I see now. (I don't know much about CherryPy internals, that's why I
didn't get it I think. You could wonder what I am doing here in
cherrypy-devel ;-))
But it sounds like a good idea.
> > Note that the querystring doesn't have to be opaque to the server, as
> > Tim Berners-Lee states here:
> > http://www.w3.org/DesignIssues/Axioms.html#Query
> > (of course: "server" is a very general term. In this case, it means
> > more or less CP + application, but CP could encourage - even enforce -
> > the use of this particular format of querystring to its application
> > developers.
> > At this moment, CP clearly encourages the use of this
> > format by assuming it by default to provide the keyword arguments.
> > That's a choice. You could choose to be more neutral about it I guess.

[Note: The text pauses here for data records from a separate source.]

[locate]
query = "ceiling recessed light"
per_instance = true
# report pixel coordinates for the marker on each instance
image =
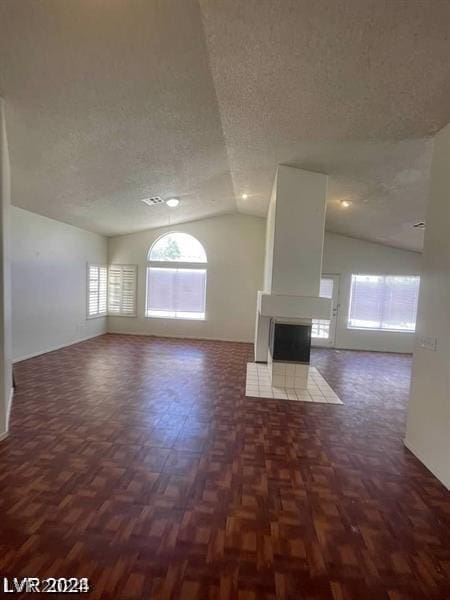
(153, 200)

> > But whether CP application developers are going to like this?)
>
> Looking at CP-as-a-framework, it's not really CP's place to enforce a
> given format. It already encourages simply by having a default behavior,
> as you say. I think CP should be more neutral about it in its
> architecture, not in its default implementation. That is, 99% of CP app
> developers will use the default, without knowing there are options. The
> 1% will have to do a little work to use the options, but that amount of
> work can be minimized by being more "neutral" in CP internals.
I totally agree.
> > But well, I was just trying something out, hoping that it
> > could perhaps
> > be a useful approach to the method dispatching question. I know there
> > is a ticket 102, which is postponed to CP 2.2, but I don't
> > know exactly
> > how that would work, and it seems to be not without problems, whatever
> > they may be. I was just trying to make something "very simple", and
> > seeing if it would work/be useful. It seemed like a nice approach to
> > me. But it's OK if you don't like it ;-) Or if you think it
> > doesn't fit CP (which I was hoping it did).
>
> I think it works. It doesn't "fit" CP 2.1, but CP 2.2 might enable a
> better fit.
Looking forward to CP 2.2 then. (maybe I'll play around a little more
with the idea, and if it turns into something working/useful, I might
post it as a recipe)
And by the way: thanks for the interesting discussion. (Well, you never
know, it might not be finished yet... But I'll say it now anyway.)